L'île disparue

Il était une fois un point au milieu de l'océan — un joyau vert luxuriant entouré d'eaux turquoise, de sable blanc et de cocotiers se balançant paresseusement dans la brise.
Les habitants l’appelaient Kavuli , ce qui dans leur langue signifiait « l’endroit où le ciel touche la mer ».

C'était le paradis.


Une lente disparition

Kavuli n'a jamais figuré sur la plupart des cartes : trop petit, trop éloigné. Mais pour les quelques centaines de personnes qui y vivaient, c'était le centre de l'univers. Des générations sont nées et enterrées sur ce bout de terre.

Puis, l’océan a commencé à grignoter ses bords.

D'abord, il s'est emparé des cabanes de pêcheurs de la rive nord, puis des champs de légumes.
Les gens ont reconstruit, plus haut à l'intérieur des terres, jusqu'à ce que l'intérieur des terres devienne le littoral.

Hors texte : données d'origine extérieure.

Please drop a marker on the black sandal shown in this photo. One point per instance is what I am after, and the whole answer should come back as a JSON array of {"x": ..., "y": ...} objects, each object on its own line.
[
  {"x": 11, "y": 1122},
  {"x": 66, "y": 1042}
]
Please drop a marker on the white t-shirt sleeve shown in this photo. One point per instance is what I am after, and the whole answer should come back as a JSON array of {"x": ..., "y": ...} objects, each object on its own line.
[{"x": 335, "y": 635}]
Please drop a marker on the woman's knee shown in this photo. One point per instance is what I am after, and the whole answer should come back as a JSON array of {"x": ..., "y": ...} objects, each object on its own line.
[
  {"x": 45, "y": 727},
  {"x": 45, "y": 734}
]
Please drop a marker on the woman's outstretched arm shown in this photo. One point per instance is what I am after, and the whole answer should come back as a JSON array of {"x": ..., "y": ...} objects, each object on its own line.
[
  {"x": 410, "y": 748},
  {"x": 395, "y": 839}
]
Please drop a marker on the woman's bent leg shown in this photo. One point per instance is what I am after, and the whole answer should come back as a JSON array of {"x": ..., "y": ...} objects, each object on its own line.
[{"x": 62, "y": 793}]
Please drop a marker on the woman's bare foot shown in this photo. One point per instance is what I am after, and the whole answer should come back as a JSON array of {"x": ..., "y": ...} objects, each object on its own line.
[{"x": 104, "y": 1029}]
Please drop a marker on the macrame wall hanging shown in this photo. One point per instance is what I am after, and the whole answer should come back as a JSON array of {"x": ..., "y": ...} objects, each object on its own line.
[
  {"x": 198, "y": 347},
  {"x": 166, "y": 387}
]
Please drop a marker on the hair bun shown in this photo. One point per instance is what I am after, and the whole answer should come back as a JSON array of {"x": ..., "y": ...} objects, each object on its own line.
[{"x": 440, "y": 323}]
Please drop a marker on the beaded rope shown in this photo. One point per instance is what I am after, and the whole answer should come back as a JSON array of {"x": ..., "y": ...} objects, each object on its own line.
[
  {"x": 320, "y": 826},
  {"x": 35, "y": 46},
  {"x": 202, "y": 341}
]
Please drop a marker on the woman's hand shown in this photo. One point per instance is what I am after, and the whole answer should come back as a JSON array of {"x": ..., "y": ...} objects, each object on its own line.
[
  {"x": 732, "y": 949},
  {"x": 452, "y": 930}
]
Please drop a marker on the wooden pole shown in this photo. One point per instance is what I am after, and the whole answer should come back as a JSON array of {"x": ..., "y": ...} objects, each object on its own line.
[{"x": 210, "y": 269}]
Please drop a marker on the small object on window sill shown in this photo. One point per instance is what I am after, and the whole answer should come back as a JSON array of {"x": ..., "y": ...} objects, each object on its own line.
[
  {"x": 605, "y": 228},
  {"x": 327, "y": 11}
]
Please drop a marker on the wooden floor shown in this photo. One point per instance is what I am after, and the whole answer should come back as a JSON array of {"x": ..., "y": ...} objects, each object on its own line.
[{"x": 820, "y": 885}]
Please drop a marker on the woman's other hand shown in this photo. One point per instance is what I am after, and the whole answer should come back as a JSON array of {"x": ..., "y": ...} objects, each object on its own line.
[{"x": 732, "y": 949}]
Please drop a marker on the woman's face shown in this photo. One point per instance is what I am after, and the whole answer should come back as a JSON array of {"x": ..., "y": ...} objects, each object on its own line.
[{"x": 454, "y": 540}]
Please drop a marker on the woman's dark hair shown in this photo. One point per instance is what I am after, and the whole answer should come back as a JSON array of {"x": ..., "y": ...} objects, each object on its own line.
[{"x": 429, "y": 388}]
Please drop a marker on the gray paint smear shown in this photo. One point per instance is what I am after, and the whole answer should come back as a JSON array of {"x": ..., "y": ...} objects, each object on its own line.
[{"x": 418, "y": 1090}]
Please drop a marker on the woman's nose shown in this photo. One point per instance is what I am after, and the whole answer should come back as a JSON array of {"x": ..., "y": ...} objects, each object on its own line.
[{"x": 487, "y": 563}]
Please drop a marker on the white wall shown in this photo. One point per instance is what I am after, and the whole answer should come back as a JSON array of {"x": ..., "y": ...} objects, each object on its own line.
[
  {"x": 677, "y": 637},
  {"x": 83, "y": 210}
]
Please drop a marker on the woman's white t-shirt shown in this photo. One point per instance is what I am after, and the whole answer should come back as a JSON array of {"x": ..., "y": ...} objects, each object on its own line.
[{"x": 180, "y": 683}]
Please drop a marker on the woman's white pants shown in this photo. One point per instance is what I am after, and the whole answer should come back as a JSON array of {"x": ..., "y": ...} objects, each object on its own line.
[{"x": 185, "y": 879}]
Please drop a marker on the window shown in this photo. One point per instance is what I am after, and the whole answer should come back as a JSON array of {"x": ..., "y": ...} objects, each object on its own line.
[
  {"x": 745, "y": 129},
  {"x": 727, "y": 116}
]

La ligne de marée se rapprochait chaque année, tel un visiteur poli mais inarrêtable. Les scientifiques l'appelaient « montée du niveau de la mer » . Les habitants l'appelaient « l'océan qui revient à la maison » .


L'année sans saison sèche

Autrefois, Kavuli avait deux saisons : humide et sèche.
Pendant la saison sèche, les enfants jouaient sur de larges plages blanchies par le soleil.

Mais une année, la saison sèche n'est jamais arrivée. Les pluies n'ont pas cessé. L'eau salée a inondé les champs de taro.
L'eau du puits est devenue saumâtre. On sentait le goût de l'océan dans le thé.

Les anciens étaient assis sous le banian, la voix basse.
Personne ne voulait le dire, mais tout le monde le savait : l’île était en train de mourir.


Un adieu émouvant

Lorsque le gouvernement est finalement arrivé, ce n’était pas avec des sacs de sable ou des digues. C’était avec un plan visant à relocaliser toute la population sur le continent.

Le jour du départ, chaque famille a emporté un pot de sable Kavuli et une bouteille d'eau de mer Kavuli. Les enfants pleuraient. Certains adultes refusaient de regarder le rivage tandis que les bateaux s'éloignaient.

Un vieux pêcheur, qui n'avait jamais quitté l'île depuis ses 82 ans, murmura :

« Tu peux déplacer mon corps, mais mon âme attendra ici la marée. »


Le fantôme de Kavuli

En deux ans, l’île avait complètement disparu sous les vagues.
Par temps calme, les plongeurs peuvent encore nager au-dessus des toits de l'école du village. Le corail gagne peu à peu les ruines, et les poissons nagent par les fenêtres où riaient autrefois les enfants.

Kavuli est désormais une île fantôme, un avertissement au milieu de la mer.


La leçon

Kavuli nous enseigne que le changement climatique n’est pas un « problème futur » abstrait.
C'est ici.
Il avale des terres.
Cela déracine des communautés.

Les habitants de Kavuli vivent désormais dispersés dans des villes qu'ils n'ont pas choisies, avec des rues à la place des plages et du bruit à la place des vagues. Ils portent leur île dans leurs souvenirs, dans leurs histoires, dans des jarres de sable conservées sur leurs cheminées.


Voici l’ironie : lorsque la communauté relocalisée a planté des mangroves le long du littoral du continent, celles-ci ont non seulement ralenti l’érosion mais ont également ramené une population de poissons florissante.
L'océan a pris leur maison, mais ils ont appris à l'empêcher de prendre celle de quelqu'un d'autre.